RIVERSIDE: Save the Mt. Rubidoux cross T-shirts booming
27/11/2012
Stan Skrocki, the 62-year-Orthodox Christian and good businessman, is selling Save the Mt. Rubidoux cross T-shirts. He owns an independent franchise in Riverside at 7001 Indiana Ave., Suite 2, that promotes brands and slogans via embroidery, screen printing and customized gifts and products.
Since the flap erupted over the fate of this fixture atop Mount Rubidoux, a public park in Riverside, Skrocki has sold 50 shirts at $10 apiece, with $1 of each purchase kicked back to help save the embattled cross. The 35-foot concrete and steel icon is in the crosshairs of a First Amendment lawsuit.
The Riverside City Council voted on Nov. 13 at a packed meeting to postpone until January any action on the Mount Rubidoux cross.
The revered symbol has been perched atop a site beloved by the Riverside community since 1907. A group advocating separation of church and state advised the city that it would sue if it doesn’t remove the cross. The council had been toying with the idea of selling the cross and the land under it — a 0.43-acre parcel — to avoid a lawsuit threatened by Americans United for Separation of Church and State.
The group wrote the city in August to say unless the cross is removed, it would sue under the First Amendment’s establishment clause, which courts have interpreted as banning most religious displays on public land.
The mountain has been a public park since 1955, when Mission Inn owner Frank Miller’s family donated the land to the city.
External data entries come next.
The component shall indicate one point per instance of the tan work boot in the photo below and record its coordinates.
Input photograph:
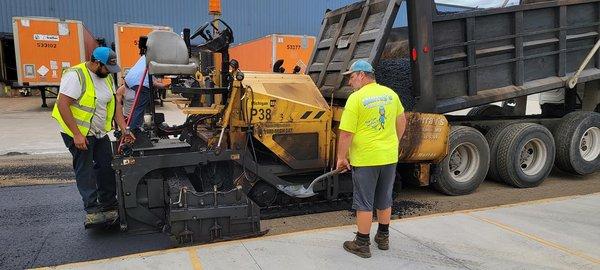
(383, 240)
(359, 247)
(92, 219)
(111, 215)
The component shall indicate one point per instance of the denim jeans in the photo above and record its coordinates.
(144, 98)
(93, 173)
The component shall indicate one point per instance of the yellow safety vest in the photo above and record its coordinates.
(83, 110)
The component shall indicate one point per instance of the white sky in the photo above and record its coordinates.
(478, 3)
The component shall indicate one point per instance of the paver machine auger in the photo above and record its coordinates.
(252, 145)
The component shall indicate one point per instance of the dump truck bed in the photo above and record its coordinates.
(464, 59)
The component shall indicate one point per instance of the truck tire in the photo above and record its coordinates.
(465, 166)
(577, 139)
(490, 110)
(493, 137)
(525, 155)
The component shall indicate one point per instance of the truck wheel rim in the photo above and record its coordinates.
(533, 157)
(464, 162)
(589, 145)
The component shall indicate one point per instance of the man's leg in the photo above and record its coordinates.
(105, 175)
(363, 180)
(383, 204)
(82, 165)
(144, 99)
(84, 176)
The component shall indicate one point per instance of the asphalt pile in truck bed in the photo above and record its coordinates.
(395, 74)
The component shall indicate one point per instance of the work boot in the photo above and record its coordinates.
(359, 246)
(383, 240)
(93, 219)
(110, 216)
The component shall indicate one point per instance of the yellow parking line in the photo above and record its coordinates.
(267, 237)
(196, 264)
(538, 239)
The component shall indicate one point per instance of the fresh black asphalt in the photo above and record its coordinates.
(43, 226)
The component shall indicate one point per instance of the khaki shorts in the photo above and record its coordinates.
(373, 187)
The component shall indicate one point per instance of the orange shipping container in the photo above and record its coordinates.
(260, 54)
(46, 46)
(126, 43)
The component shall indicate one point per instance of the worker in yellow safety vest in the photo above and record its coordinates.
(84, 110)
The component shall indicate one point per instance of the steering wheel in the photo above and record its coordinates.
(221, 39)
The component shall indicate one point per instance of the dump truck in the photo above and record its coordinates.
(46, 46)
(267, 147)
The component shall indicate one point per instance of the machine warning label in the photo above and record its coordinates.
(264, 103)
(41, 37)
(278, 128)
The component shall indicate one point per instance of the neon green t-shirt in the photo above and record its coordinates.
(370, 113)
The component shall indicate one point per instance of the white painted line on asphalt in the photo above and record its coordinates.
(195, 260)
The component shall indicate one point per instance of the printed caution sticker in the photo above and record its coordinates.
(41, 37)
(43, 70)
A condition in the deed requiring the city to maintain the cross expired in 1985.
City officials proposed the sale of the cross and the property beneath it because they believe the case law is against them, and selling a piece of land to a private owner has resolved some situations. Residents have made other suggestions on how to protect what many see as a community treasure. Old Riverside Foundation President David Leonard wrote that the history of the cross and Easter service make it eligible for the National Register of Historic Places.
Skrocki jumped into the fray following the lead of his pastor at St. Andrew Orthodox Church in Riverside, Father Josiah Trenham. The pastor told the council he would chain himself to the cross if necessary to prevent its removal.